Orli Shaham (Gil’s sister) took a studied approach to Rachmaninoff’s Variations on a Theme of Paganini in Sunday’s concert, the Festival Orchestra conducted by her husband, David Robertson, music director of the St. Louis Orchestra. Though one could want more bite and power in Rachmaninoff, she achieved impressive control over phrasing and dynamics. Passages bloomed effectively, and with Robertson leading a red-blooded performance, it all came together satisfyingly.

Sunday’s program included another good solo turn. Richard Woodhams, principal oboe of the Philadelphia Orchestra and a regular at Aspen, took the lead in Christopher Rouse’s Oboe Concerto, debuted earlier this year by the Minnesota Orchestra. In an especially beguiling long, slow, meditative stretch, his oboe curlicued freely over a soft bed of string harmonies, then debated civilly with Mark Spark’s alto flute. Rouse’s signature eclectic style played wah-wah muted brass against tinkling celestas and harps, and the fast sections gave Woodhams a chance to show his virtuoso ability.

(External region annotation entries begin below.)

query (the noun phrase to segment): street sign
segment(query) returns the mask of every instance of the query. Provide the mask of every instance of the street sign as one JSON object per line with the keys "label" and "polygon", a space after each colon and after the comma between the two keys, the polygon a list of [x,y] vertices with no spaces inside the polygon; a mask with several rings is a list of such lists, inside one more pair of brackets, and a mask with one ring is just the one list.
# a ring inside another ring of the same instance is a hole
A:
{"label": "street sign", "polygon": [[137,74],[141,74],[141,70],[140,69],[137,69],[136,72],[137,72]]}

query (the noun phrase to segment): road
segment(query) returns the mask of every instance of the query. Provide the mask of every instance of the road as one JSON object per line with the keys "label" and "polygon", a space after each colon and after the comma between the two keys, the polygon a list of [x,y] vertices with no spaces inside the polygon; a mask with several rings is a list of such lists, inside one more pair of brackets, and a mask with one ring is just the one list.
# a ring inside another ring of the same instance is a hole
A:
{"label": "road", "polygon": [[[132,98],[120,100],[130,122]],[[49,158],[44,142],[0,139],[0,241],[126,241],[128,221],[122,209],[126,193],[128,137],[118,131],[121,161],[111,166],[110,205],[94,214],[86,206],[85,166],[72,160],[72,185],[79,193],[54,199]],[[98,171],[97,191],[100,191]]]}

Respighi’s Pines of Rome can easily descend into kitsch, but Robertson was at his energetic best in drawing out all the colors and power in this music to conclude the afternoon on a high note.

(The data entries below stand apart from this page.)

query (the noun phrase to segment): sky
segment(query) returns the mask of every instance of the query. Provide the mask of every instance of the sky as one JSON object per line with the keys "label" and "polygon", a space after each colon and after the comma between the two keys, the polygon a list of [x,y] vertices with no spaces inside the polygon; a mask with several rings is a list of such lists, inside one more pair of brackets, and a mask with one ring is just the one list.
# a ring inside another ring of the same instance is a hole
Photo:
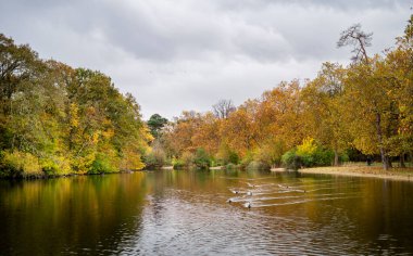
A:
{"label": "sky", "polygon": [[348,64],[340,31],[373,33],[370,54],[403,34],[413,0],[0,0],[0,33],[42,59],[109,75],[145,119],[236,105],[283,80]]}

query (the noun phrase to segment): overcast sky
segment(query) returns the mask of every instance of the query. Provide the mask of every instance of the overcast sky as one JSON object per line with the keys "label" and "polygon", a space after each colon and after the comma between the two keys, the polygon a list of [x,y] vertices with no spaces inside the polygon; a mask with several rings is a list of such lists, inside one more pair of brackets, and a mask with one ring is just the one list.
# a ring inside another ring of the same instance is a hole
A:
{"label": "overcast sky", "polygon": [[373,31],[371,53],[392,47],[411,0],[0,0],[0,33],[42,59],[98,69],[132,92],[145,118],[236,105],[281,80],[348,63],[341,30]]}

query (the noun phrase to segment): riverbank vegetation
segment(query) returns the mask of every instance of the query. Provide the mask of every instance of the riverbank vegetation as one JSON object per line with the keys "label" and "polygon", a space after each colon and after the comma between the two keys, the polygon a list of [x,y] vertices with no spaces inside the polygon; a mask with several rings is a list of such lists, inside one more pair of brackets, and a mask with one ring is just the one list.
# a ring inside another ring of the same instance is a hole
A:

On Saturday’s strong chamber music program, an all-star cast of violinists Alex Kerr and Laurie Carney, violists Sabina Thatcher and James Dunham and cellist Eric Kim kicked Mendelssohn’s String Quintet No. 2 into high gear. Trpceski joined clarinetist Krista Weiss, violinist Cornelia Heard and cellist Aleisha Verner for a shapely account of Hindemith’s Quartet for Clarinet and Piano Trio.

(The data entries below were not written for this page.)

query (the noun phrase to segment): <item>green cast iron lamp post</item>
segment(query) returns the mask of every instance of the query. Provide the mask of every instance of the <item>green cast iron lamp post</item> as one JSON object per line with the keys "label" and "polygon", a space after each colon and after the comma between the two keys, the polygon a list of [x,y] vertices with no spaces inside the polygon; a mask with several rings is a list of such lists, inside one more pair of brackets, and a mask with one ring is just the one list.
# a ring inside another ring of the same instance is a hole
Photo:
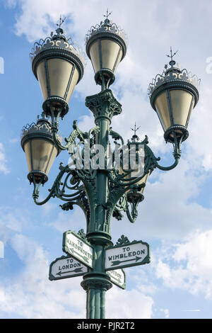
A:
{"label": "green cast iron lamp post", "polygon": [[[92,268],[83,274],[81,283],[87,293],[87,318],[105,318],[105,293],[112,286],[105,271],[105,249],[113,244],[111,218],[119,220],[125,212],[129,221],[134,222],[148,176],[155,168],[170,170],[178,164],[181,144],[188,137],[189,118],[199,98],[199,81],[186,69],[175,67],[171,53],[170,67],[166,67],[162,75],[157,75],[148,88],[151,103],[165,131],[165,140],[173,144],[175,162],[171,166],[158,164],[160,158],[155,157],[148,147],[148,137],[140,141],[136,127],[133,137],[124,145],[122,136],[111,127],[112,117],[121,113],[122,106],[109,87],[126,55],[127,43],[124,32],[107,15],[105,21],[92,27],[86,36],[86,52],[94,69],[95,80],[101,86],[99,94],[86,98],[95,125],[88,132],[83,132],[74,120],[73,130],[63,145],[58,135],[59,118],[66,115],[74,86],[82,79],[84,58],[71,40],[66,38],[61,22],[59,26],[56,34],[52,33],[45,40],[35,43],[30,54],[33,71],[45,101],[42,118],[38,118],[36,124],[24,127],[21,145],[26,154],[28,179],[34,185],[35,203],[43,205],[52,197],[57,197],[64,201],[60,205],[64,210],[72,210],[78,205],[85,213],[86,232],[81,230],[78,235],[93,249]],[[114,149],[111,148],[112,140],[114,140]],[[95,146],[103,149],[103,157],[95,159],[97,165],[93,163]],[[108,147],[112,149],[110,154]],[[136,162],[142,155],[141,163],[134,167],[129,161],[127,166],[129,158],[124,157],[124,149],[132,153]],[[69,152],[75,167],[60,164],[49,194],[39,201],[40,185],[47,181],[49,169],[61,150]],[[116,154],[119,164],[115,161]],[[112,162],[110,168],[109,157]]]}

Later Saturday, Gil Shaham and his violinist wife Adele Anthony bade farewell to Aspen for the season with a short program that got even shorter due to an injury. In obvious left shoulder and arm pain, violist Masao Kawasaki valiantly completed five of the Beethoven Septet’s six movements before calling it a night. He spent Sunday at Aspen Hospital undergoing tests, a festival representative said.

Finally, Puccini’s La Bohème opened Opera Theater Center’s season Thursday in a staging that made the most of the singers’ youth. Unlike most performances, when veteran singers try to impersonate starving artists decades their junior, the six leads were mostly the very age of their roles. The briefly seen older characters, not so much, but the protagonists? No problem, especially soprano Tharange Goonetilleke as Mimí. Her assured presence, creamy voice and delicious vulnerability mark her as someone on the threshold of stardom. As Rodolfo, tenor Ernest Alvarez had some sensational moments and other times seemed to be struggling to keep things in focus, but as his sidekick Marcello, baritone David Williams inhabited the role dramatically and vocally. Conductor George Manahan drew idiomatic playing from the orchestra, while director Edward Berkeley made the scenes believable and gave the singers the chance to make their efforts touching. It worked.